Timika,papuaglobalnews.com – Marianus Maknaepeku, Wakil Ketua I Lembaga Musyawarah Adat Suku Kamoro (Lemasko) mendesak Bupati Johannes Rettob untuk menggantikan atau nonaktifkan Kepala Distrik Kapiraya dengan menempatkan seorang pejabat baru. Karena bedasarkan laporan dari masyarakat di kampung, diduga bahwa kepala distrik tersebut bermain dua kaki, termasuk menjadi salah satu orang yang mensuport persoalan tapal batas antara Kabupaten Dogiai dengan Mimika yang terjadi saat ini.

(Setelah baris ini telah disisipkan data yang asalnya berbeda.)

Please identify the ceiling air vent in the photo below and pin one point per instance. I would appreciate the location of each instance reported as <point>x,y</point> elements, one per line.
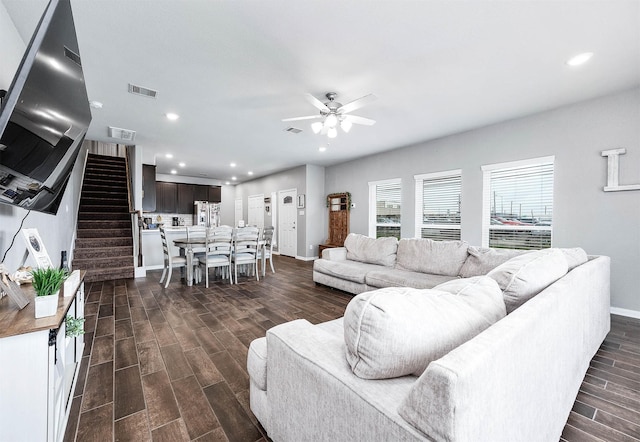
<point>122,134</point>
<point>145,92</point>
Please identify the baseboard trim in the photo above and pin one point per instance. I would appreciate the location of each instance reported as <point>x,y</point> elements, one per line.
<point>625,312</point>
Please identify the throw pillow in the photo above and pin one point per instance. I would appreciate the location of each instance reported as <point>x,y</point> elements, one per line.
<point>381,251</point>
<point>398,331</point>
<point>482,260</point>
<point>429,256</point>
<point>523,277</point>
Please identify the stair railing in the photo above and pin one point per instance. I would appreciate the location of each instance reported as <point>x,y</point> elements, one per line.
<point>136,216</point>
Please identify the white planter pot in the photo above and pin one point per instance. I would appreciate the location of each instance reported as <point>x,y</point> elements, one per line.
<point>47,305</point>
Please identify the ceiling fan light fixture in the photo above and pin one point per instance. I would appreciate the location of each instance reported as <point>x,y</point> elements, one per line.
<point>316,127</point>
<point>331,121</point>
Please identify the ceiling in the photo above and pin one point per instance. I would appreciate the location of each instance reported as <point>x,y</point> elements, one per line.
<point>233,70</point>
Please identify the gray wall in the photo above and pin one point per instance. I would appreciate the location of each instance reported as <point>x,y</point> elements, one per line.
<point>601,222</point>
<point>57,232</point>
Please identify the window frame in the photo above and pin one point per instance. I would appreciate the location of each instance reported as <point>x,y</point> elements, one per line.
<point>373,215</point>
<point>487,171</point>
<point>419,201</point>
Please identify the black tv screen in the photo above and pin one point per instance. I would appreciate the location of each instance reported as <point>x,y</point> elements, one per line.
<point>44,116</point>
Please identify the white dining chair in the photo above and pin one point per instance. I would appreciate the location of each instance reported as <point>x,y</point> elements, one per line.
<point>266,249</point>
<point>218,247</point>
<point>171,261</point>
<point>245,249</point>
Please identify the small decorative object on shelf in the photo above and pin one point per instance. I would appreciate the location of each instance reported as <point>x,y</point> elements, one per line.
<point>74,327</point>
<point>46,284</point>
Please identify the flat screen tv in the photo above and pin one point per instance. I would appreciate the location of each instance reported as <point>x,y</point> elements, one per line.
<point>44,116</point>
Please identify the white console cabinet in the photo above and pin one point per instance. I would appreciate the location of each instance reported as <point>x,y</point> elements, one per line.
<point>38,368</point>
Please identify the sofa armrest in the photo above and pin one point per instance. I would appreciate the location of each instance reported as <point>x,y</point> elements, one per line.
<point>314,395</point>
<point>335,254</point>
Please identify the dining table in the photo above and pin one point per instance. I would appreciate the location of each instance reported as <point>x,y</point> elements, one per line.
<point>187,245</point>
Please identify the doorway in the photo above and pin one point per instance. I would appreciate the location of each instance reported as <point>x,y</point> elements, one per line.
<point>287,233</point>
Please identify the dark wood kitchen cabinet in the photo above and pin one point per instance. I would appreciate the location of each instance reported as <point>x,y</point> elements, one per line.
<point>166,197</point>
<point>148,188</point>
<point>200,193</point>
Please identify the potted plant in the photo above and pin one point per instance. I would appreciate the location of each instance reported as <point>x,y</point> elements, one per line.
<point>46,284</point>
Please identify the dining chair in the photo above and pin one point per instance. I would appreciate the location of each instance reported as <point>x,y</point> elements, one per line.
<point>266,249</point>
<point>245,249</point>
<point>170,260</point>
<point>218,247</point>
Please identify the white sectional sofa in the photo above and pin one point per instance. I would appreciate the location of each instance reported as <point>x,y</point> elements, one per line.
<point>494,358</point>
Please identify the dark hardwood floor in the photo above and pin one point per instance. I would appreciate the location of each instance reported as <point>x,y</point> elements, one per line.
<point>170,364</point>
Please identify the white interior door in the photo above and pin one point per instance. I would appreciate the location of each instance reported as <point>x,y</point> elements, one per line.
<point>238,212</point>
<point>255,216</point>
<point>287,233</point>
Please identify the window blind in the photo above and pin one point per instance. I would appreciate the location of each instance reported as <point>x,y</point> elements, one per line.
<point>518,202</point>
<point>386,204</point>
<point>438,201</point>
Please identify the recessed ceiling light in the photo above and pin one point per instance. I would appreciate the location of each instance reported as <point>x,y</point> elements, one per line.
<point>579,59</point>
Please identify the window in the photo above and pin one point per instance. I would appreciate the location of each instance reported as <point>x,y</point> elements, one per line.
<point>384,208</point>
<point>518,204</point>
<point>438,205</point>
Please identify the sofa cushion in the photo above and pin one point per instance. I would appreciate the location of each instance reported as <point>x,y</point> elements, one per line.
<point>348,270</point>
<point>402,278</point>
<point>398,331</point>
<point>523,277</point>
<point>575,257</point>
<point>482,260</point>
<point>381,251</point>
<point>429,256</point>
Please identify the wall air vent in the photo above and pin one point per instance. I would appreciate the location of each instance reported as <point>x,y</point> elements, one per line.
<point>122,134</point>
<point>72,56</point>
<point>144,91</point>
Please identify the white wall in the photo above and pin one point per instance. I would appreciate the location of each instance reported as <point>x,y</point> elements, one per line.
<point>57,231</point>
<point>606,223</point>
<point>289,179</point>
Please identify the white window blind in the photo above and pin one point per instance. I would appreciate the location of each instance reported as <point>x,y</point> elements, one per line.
<point>438,205</point>
<point>385,204</point>
<point>518,204</point>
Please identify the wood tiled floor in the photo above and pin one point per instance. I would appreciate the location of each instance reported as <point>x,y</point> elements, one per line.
<point>170,364</point>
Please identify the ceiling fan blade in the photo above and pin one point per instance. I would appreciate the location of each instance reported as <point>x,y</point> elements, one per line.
<point>308,117</point>
<point>356,104</point>
<point>360,120</point>
<point>317,103</point>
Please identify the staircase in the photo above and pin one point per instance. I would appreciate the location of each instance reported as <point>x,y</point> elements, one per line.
<point>104,244</point>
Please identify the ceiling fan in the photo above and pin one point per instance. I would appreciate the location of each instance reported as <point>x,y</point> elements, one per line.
<point>334,114</point>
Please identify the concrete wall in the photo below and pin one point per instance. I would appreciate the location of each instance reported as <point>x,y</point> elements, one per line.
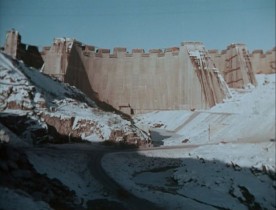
<point>137,82</point>
<point>235,65</point>
<point>262,62</point>
<point>28,53</point>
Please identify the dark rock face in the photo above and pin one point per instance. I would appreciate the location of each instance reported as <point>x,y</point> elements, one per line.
<point>16,172</point>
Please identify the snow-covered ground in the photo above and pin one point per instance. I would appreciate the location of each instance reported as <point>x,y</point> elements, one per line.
<point>26,91</point>
<point>228,161</point>
<point>248,116</point>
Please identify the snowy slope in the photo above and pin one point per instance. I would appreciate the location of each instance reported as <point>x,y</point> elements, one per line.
<point>248,116</point>
<point>26,91</point>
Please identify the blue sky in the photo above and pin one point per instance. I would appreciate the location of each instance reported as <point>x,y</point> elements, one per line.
<point>142,23</point>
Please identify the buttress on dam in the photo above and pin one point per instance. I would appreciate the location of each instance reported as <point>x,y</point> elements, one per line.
<point>183,77</point>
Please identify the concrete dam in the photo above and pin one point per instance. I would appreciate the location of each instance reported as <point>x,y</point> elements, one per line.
<point>184,77</point>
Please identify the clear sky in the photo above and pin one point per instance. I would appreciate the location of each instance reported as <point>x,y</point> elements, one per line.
<point>142,23</point>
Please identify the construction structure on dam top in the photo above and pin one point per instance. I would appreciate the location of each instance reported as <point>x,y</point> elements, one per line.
<point>138,82</point>
<point>184,77</point>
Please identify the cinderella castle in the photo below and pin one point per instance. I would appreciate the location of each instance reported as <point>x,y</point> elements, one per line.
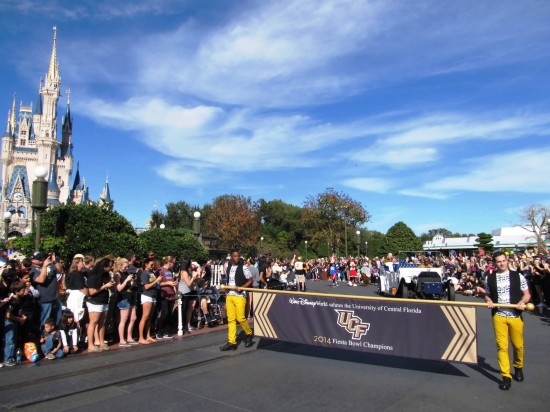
<point>31,140</point>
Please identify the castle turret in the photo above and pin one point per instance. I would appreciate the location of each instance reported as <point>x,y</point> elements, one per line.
<point>67,129</point>
<point>53,187</point>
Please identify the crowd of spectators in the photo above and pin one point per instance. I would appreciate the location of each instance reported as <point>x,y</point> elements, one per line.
<point>93,303</point>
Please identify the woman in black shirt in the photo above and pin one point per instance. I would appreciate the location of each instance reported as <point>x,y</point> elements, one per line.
<point>99,283</point>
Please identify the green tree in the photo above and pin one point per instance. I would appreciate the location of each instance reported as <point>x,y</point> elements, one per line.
<point>179,243</point>
<point>375,241</point>
<point>179,215</point>
<point>424,237</point>
<point>157,218</point>
<point>400,237</point>
<point>485,241</point>
<point>535,218</point>
<point>281,225</point>
<point>233,220</point>
<point>88,229</point>
<point>327,216</point>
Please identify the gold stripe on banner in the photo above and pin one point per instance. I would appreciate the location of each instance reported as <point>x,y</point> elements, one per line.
<point>262,325</point>
<point>462,347</point>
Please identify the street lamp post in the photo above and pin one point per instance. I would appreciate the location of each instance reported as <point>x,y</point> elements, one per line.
<point>346,237</point>
<point>197,223</point>
<point>358,233</point>
<point>39,201</point>
<point>7,220</point>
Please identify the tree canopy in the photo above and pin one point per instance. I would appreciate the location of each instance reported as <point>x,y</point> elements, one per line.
<point>400,237</point>
<point>329,215</point>
<point>234,221</point>
<point>71,229</point>
<point>179,243</point>
<point>536,219</point>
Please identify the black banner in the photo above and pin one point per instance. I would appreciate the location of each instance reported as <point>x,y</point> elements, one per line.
<point>397,328</point>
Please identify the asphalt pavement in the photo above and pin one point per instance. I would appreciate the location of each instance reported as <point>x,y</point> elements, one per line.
<point>191,373</point>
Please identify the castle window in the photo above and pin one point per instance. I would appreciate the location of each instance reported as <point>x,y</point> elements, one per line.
<point>22,212</point>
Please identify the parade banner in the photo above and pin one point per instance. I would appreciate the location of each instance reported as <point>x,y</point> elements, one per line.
<point>385,326</point>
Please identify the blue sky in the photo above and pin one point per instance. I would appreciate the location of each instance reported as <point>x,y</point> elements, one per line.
<point>428,112</point>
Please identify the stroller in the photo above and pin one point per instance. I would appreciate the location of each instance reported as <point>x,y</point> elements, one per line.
<point>213,300</point>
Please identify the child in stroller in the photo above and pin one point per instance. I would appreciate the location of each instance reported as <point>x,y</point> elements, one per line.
<point>210,309</point>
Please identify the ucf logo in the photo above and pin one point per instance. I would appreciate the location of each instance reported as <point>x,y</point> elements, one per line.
<point>353,324</point>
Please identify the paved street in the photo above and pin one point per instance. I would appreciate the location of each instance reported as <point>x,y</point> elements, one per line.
<point>192,374</point>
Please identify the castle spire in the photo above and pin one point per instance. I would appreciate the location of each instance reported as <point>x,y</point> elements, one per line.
<point>38,107</point>
<point>12,116</point>
<point>53,70</point>
<point>77,185</point>
<point>7,133</point>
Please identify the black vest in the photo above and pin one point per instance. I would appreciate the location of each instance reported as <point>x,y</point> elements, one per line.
<point>515,288</point>
<point>240,279</point>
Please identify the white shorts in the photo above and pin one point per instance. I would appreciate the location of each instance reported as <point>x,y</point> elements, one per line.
<point>147,299</point>
<point>97,308</point>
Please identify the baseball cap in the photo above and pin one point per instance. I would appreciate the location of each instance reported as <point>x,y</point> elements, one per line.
<point>38,256</point>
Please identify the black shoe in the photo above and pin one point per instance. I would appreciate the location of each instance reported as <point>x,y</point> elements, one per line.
<point>505,384</point>
<point>248,342</point>
<point>518,376</point>
<point>228,346</point>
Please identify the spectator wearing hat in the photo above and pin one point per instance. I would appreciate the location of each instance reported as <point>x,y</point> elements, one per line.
<point>300,272</point>
<point>44,272</point>
<point>507,286</point>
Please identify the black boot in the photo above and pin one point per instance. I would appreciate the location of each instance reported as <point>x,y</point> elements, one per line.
<point>248,342</point>
<point>228,346</point>
<point>518,376</point>
<point>505,384</point>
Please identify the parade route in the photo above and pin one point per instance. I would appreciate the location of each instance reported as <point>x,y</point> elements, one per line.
<point>191,373</point>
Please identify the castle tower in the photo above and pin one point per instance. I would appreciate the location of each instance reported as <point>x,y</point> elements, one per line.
<point>30,140</point>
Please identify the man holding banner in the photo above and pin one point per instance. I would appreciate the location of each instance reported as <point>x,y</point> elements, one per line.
<point>507,286</point>
<point>238,276</point>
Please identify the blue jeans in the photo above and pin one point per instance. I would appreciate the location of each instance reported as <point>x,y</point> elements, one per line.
<point>47,347</point>
<point>50,309</point>
<point>10,340</point>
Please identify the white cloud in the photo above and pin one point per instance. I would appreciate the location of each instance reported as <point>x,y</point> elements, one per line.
<point>366,184</point>
<point>517,171</point>
<point>269,55</point>
<point>423,193</point>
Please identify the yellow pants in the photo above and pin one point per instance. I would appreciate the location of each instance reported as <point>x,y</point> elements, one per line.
<point>234,307</point>
<point>508,328</point>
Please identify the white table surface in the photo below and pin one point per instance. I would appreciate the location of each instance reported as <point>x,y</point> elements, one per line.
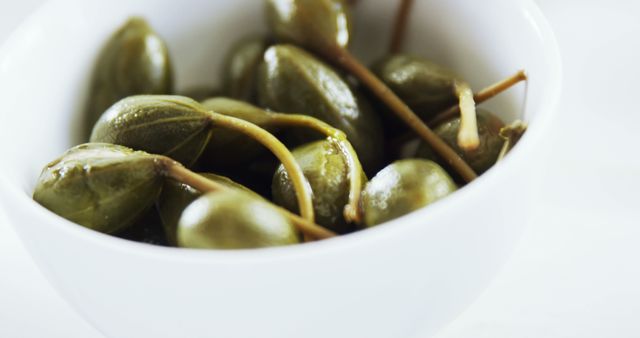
<point>576,272</point>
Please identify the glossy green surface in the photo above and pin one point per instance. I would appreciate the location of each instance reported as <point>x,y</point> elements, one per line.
<point>177,196</point>
<point>426,87</point>
<point>201,93</point>
<point>134,61</point>
<point>402,187</point>
<point>293,81</point>
<point>313,24</point>
<point>103,187</point>
<point>326,171</point>
<point>234,220</point>
<point>241,68</point>
<point>174,126</point>
<point>481,159</point>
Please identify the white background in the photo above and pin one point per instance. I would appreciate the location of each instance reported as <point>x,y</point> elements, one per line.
<point>576,272</point>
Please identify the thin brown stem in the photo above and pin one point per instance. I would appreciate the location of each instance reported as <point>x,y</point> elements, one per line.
<point>400,26</point>
<point>350,63</point>
<point>178,172</point>
<point>339,139</point>
<point>299,182</point>
<point>468,138</point>
<point>481,96</point>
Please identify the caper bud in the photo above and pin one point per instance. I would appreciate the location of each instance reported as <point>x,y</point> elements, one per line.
<point>103,187</point>
<point>480,159</point>
<point>293,81</point>
<point>177,196</point>
<point>402,187</point>
<point>173,126</point>
<point>313,24</point>
<point>423,85</point>
<point>134,61</point>
<point>234,220</point>
<point>326,170</point>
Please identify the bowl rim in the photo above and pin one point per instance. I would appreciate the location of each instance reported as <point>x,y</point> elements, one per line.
<point>396,227</point>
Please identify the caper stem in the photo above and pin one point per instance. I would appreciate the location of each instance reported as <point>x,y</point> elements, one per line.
<point>178,172</point>
<point>481,96</point>
<point>354,167</point>
<point>299,182</point>
<point>511,135</point>
<point>468,138</point>
<point>384,93</point>
<point>400,26</point>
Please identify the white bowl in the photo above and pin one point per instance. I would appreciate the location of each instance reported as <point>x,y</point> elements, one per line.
<point>417,272</point>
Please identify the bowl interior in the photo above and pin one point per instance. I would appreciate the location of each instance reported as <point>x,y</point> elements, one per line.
<point>45,71</point>
<point>46,67</point>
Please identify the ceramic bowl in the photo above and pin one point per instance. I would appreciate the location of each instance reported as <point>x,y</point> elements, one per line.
<point>411,275</point>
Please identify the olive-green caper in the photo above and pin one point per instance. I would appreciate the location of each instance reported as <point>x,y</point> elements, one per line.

“Jadi ini bukan menuduh tetapi sesuai laporan oleh dewan adat di kampung kepada Lemasko seperti itu. Kalau bisa Bupati segera menarik atau nonaktifkan Kepala Distrik Kapiraya ini dan menempatkan seorang Plt. Karena kepala distrik saat ini orang Dogiai meskipun istrinya orang Kamoro,” ujar Marianus kepada papuaglobalnews.com, Senin 24 November 2025.

Marianus mengungkapkan sebagai pimpinan di tingkat distrik sehari-hari bersama masyarakat seharusnya benar-benar orang yang mampu, berani dan bertanggungjawab melindungi hak-hak tanah ulayat masyarakat serta memihak kepada Pemerintah Kabupaten Mimika.

“Kita harap Bupati tempatkan seorang kepala distrik yang berani dan tegas seperti almarhum Setpinus Marandof. Ia berani lindung masyarakat demi menjaga dan mengangkat harkat dan martabat orang Kamoro,” ujarnya.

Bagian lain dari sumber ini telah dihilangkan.